Сюда, за город Остапчук пригласил Михальченко, когда они встретились на городском совещании правоохранительных органов. Левин идти отказался: «Сходи-ка ты, я уже стар для этого. Насиделся я на этих совещаниях. Ничего нового там не услышишь». — «Неудобно не пойти, Ефим Захарович, раз уж пригласили, снизошли», — сказал Михальченко. — «Вот и пойди»…
Остапчук и Михальченко были когда-то не только коллегами, но и приятелями. Совершенно разные, они умели слаженно работать, потом Михальченко перевели в райотдел. Последние два года виделись они редко, и встретившись в клубе УВД на совещании, обрадовались. «Значит, стал помещиком, имением обзавелся?» — спросил Михальченко. — «Ты не фыркай, посмотришь. Ведро вишни дам. В это воскресенье и поедем…» «Электричкой?» — «Нет, автобусом, час и еще пешком с полчаса. Протрясешься. Вон гладкий какой стал»…

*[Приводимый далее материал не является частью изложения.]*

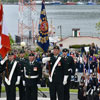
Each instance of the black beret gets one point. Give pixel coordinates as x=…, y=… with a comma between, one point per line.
x=56, y=47
x=65, y=50
x=22, y=51
x=10, y=53
x=31, y=54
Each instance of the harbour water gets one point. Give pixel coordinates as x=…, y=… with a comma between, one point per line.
x=84, y=17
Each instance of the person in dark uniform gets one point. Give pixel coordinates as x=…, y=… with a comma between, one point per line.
x=70, y=71
x=0, y=84
x=81, y=89
x=33, y=73
x=21, y=84
x=0, y=78
x=10, y=67
x=57, y=74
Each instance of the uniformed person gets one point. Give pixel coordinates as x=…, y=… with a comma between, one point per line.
x=57, y=74
x=32, y=72
x=70, y=71
x=21, y=84
x=10, y=67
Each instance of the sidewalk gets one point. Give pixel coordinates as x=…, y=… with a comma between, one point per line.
x=38, y=99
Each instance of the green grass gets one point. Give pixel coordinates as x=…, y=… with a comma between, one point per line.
x=44, y=89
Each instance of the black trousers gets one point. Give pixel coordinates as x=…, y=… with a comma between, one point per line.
x=10, y=92
x=21, y=91
x=66, y=92
x=56, y=89
x=31, y=92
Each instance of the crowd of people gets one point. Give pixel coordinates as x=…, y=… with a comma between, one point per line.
x=27, y=68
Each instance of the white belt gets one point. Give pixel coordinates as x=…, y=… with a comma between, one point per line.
x=27, y=76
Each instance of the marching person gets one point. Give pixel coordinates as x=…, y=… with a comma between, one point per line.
x=70, y=71
x=21, y=84
x=33, y=74
x=57, y=74
x=10, y=67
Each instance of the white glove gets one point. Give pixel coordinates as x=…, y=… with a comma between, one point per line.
x=46, y=59
x=18, y=80
x=3, y=61
x=50, y=79
x=91, y=92
x=24, y=83
x=65, y=79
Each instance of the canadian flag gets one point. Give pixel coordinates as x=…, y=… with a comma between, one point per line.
x=4, y=37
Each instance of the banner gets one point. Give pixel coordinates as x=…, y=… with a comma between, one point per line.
x=43, y=39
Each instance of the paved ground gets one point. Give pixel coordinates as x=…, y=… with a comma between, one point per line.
x=73, y=96
x=79, y=40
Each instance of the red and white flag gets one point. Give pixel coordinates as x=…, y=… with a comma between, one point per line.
x=1, y=17
x=4, y=38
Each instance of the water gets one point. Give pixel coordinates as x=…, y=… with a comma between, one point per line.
x=84, y=17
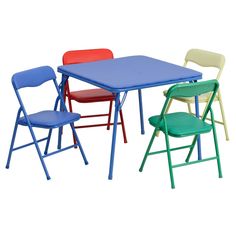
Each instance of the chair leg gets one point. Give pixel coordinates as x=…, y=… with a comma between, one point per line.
x=189, y=108
x=169, y=158
x=39, y=152
x=123, y=126
x=109, y=116
x=167, y=109
x=223, y=118
x=71, y=110
x=147, y=151
x=12, y=145
x=78, y=143
x=191, y=149
x=48, y=141
x=216, y=145
x=168, y=106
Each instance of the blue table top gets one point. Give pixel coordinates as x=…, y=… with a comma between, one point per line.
x=129, y=73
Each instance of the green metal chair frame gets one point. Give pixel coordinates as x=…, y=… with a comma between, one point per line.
x=182, y=124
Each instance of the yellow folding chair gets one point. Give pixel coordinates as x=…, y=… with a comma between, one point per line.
x=205, y=59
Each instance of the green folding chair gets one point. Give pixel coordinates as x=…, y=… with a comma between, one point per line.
x=182, y=124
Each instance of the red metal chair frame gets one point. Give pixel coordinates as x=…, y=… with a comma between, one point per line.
x=91, y=95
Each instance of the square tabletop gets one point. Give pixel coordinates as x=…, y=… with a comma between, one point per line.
x=129, y=73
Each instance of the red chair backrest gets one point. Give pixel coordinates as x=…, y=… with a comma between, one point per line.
x=89, y=55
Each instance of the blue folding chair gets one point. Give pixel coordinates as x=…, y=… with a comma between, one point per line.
x=47, y=119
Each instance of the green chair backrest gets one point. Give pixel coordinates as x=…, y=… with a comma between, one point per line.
x=192, y=90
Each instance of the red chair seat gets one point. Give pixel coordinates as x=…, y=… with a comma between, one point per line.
x=92, y=95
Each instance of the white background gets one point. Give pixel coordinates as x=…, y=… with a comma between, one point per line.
x=79, y=200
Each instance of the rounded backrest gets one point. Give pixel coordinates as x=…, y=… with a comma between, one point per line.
x=89, y=55
x=33, y=77
x=192, y=89
x=205, y=58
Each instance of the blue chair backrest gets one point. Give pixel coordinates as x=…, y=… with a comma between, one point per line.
x=33, y=77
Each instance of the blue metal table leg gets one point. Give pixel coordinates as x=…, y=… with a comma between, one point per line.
x=113, y=144
x=141, y=111
x=199, y=138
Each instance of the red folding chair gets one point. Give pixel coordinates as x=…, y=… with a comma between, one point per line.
x=91, y=95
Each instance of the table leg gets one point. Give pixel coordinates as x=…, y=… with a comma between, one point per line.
x=199, y=138
x=141, y=111
x=113, y=144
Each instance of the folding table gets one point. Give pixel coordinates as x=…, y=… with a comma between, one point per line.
x=124, y=74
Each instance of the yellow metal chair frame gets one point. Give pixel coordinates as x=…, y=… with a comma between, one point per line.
x=205, y=59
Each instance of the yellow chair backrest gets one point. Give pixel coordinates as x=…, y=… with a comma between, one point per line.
x=206, y=59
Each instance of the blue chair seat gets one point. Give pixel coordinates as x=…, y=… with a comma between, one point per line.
x=50, y=119
x=181, y=124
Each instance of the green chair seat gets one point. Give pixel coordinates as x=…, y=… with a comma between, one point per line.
x=181, y=124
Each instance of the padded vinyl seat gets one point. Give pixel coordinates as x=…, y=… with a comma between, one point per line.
x=201, y=98
x=181, y=124
x=50, y=119
x=92, y=95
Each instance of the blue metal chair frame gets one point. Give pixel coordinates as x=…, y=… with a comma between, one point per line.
x=33, y=78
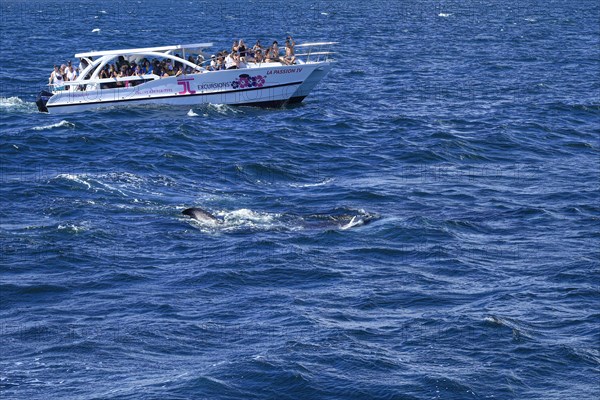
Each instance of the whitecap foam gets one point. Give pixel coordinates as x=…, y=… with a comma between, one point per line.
x=62, y=124
x=80, y=179
x=222, y=108
x=305, y=185
x=72, y=228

Бросив кисть в банку, оглядев удовлетворенно свою работу, Остапчук вытер руки тряпкой, смоченной в уайтспирите, и сев напротив Михальченко, спросил:
— Ну а ты как в своем кооперативе? Не жалеешь?
— Чего жалеть? Тоже дело серьезное. Только что никто над головой не висит, не дергают ни в областное управление, ни в прокуратуру, ни в райком.
— Заработки приличные?
— Хватает.
— Говорят, Левин к тебе пошел? Вот уж не ожидал!
— Помнишь его?
— Конечно. Когда я в школе милиции учился, он у нас криминалистику читал. Ну и потом по работе приходилось сталкиваться. Он розыск хорошо знает. Значит, «бабки» поманили к тебе?
— А что плохого?
— Да ничего. Характер у него тяжелый.
— Что мне его характер? Мне его башка нужна, опыт. Увольняйся, переходи ко мне, Максим.

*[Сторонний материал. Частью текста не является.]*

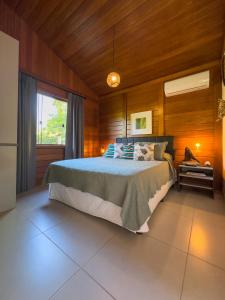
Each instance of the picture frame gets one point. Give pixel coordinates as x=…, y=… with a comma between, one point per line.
x=141, y=123
x=223, y=68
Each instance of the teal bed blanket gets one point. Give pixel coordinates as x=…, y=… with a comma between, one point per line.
x=127, y=183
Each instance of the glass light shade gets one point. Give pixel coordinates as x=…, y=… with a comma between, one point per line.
x=113, y=79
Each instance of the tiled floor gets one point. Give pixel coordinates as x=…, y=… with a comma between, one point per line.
x=51, y=251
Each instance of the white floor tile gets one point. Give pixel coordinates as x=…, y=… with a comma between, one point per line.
x=81, y=287
x=170, y=227
x=138, y=267
x=35, y=270
x=203, y=281
x=82, y=236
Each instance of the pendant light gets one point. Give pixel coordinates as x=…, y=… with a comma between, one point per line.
x=113, y=78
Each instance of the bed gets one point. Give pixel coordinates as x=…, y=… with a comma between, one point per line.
x=125, y=192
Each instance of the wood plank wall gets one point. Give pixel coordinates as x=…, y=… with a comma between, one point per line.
x=190, y=117
x=38, y=59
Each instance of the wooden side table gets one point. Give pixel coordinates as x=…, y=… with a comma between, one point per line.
x=199, y=177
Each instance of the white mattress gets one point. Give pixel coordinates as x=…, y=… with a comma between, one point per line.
x=98, y=207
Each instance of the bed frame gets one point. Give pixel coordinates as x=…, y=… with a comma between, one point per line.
x=150, y=139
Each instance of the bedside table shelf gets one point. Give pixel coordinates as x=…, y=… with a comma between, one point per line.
x=196, y=177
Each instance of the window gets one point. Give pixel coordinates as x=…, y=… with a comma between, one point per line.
x=51, y=120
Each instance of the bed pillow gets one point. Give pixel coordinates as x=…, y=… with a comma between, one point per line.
x=128, y=151
x=118, y=150
x=159, y=150
x=144, y=151
x=110, y=151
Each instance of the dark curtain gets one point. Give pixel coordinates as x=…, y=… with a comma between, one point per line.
x=27, y=118
x=75, y=127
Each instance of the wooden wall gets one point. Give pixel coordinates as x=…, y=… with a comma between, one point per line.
x=190, y=117
x=37, y=59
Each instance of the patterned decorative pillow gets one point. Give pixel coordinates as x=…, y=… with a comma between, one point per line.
x=144, y=151
x=128, y=151
x=110, y=151
x=118, y=150
x=159, y=150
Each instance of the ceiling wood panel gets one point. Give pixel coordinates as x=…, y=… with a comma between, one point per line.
x=152, y=38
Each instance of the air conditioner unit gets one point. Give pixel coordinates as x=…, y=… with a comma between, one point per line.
x=187, y=84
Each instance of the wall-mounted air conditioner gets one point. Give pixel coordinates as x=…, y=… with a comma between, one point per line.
x=187, y=84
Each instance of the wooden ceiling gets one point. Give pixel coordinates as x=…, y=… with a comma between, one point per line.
x=153, y=38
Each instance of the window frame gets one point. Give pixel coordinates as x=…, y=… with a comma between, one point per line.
x=54, y=96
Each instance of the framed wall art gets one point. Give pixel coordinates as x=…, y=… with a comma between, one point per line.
x=141, y=123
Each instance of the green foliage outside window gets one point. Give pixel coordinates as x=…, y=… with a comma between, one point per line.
x=51, y=123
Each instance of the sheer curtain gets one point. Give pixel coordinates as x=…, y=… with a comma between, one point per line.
x=27, y=118
x=75, y=127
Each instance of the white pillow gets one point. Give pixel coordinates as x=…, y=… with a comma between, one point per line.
x=144, y=151
x=118, y=150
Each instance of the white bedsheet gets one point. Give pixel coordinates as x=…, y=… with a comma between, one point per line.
x=98, y=207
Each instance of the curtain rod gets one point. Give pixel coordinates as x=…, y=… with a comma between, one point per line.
x=59, y=86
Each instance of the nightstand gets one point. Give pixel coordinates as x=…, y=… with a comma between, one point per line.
x=199, y=177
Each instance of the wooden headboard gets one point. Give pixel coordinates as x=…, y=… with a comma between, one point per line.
x=150, y=139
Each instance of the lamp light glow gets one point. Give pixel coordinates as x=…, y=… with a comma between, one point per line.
x=197, y=145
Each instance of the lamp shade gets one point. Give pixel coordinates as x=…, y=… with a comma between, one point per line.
x=113, y=79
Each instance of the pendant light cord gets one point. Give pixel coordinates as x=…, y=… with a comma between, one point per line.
x=113, y=46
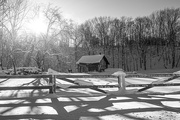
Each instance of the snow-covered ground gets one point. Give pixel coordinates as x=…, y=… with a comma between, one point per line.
x=161, y=103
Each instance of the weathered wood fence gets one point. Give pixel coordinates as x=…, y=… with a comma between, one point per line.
x=49, y=86
x=119, y=75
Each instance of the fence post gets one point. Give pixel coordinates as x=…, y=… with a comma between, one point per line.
x=54, y=83
x=121, y=80
x=51, y=90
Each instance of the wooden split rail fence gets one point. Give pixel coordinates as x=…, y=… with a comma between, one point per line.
x=49, y=86
x=119, y=75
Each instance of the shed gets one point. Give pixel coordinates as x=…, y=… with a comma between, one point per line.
x=92, y=63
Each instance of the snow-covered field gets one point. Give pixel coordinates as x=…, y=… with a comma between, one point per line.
x=157, y=103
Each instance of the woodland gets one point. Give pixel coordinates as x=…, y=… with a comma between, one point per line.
x=142, y=43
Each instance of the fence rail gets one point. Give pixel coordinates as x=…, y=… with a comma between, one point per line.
x=120, y=78
x=50, y=85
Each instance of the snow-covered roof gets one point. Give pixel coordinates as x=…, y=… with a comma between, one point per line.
x=91, y=59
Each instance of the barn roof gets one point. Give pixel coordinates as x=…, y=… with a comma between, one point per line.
x=92, y=59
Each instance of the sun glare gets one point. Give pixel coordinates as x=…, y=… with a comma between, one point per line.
x=37, y=26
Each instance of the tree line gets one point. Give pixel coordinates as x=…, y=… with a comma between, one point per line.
x=147, y=42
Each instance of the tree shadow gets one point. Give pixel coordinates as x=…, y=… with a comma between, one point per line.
x=84, y=106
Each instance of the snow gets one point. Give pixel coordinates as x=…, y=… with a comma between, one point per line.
x=89, y=104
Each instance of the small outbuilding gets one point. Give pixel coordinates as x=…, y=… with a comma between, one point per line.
x=92, y=63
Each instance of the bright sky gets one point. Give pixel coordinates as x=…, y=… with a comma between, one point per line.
x=81, y=10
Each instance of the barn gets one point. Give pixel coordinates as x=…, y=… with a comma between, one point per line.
x=92, y=63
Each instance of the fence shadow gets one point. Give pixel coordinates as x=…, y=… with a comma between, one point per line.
x=76, y=107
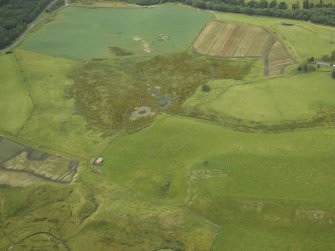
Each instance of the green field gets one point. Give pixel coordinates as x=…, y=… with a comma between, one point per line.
x=83, y=33
x=296, y=169
x=219, y=157
x=12, y=88
x=277, y=100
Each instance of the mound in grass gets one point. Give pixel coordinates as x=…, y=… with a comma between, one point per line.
x=236, y=40
x=222, y=174
x=85, y=33
x=15, y=103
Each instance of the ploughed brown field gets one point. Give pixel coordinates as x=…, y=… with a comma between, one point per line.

— Тяжелый я на подъем, к месту прирастаю. Привык уже к погонам… Что ж вы там разматываете?
— Охрана организаций, кооперативов, просто граждан от любителей заглянуть в чужой сейф, поиск наводчиков, «кидал», выполняем заказы на розыск лиц по гражданским искам, ну без вести пропавших. Работы хватает.
— Сколько же у тебя человек?
— Шестнадцать, да еще по договорам беру…
— Не думал, что из тебя такой «босс» получится… Как рука?
— Разрабатываю, вроде лучше стало, чувствительность в пальцах появляется…
Окажись Остапчук полюбопытней, возможно, углубившись в какие-то подробности, скажем: а чем собственно занимается Левин, не ловит же он слинявших алиментщиков? — Так вот, случись такой поворот в разговоре, не исключено, что Михальченко и упомянул бы, что некий Александр Тюнен платит по сорок рублей в сутки за то, что Левин ищет его отца, а кроме того за валюту должен выяснить обстоятельства смерти и место захоронения оберста Кизе, о котором печется его племянник из Мюнхена, — тут бы, глядишь, и вспомнилось Остапчуку письмо Георга Тюнена до востребования Иегупову, попавшее с главпочтамта в один из ящиков остапчуковой коллекции. Впрочем, ничего бы не вспомнилось Остапчуку, поскольку письмо это попало к нему в самый разгар работы комиссии, мучительного писания справок, и конверт с письмом, даже не взглянув на него, Остапчук швырнул в один из ящичков, где лежали еще неразобранные прочие бумажки, отложенные для знакомства «на потом», когда выдастся свободное время…
Со стороны дороги к сетчатому забору подъехал желтый милицейский «уазик»; сидевший в нем старшина посигналил.
— Ну что там? — спросил Остапчук у старшины, выскочившего из машины.
— В ДОСААФе комнату, где оружие, обчистили. Начальник управления послал за вами.
— Ладно, жди, — пробурчал Остапчук и поплелся назад.
— Через пятнадцать минут они выехали в город.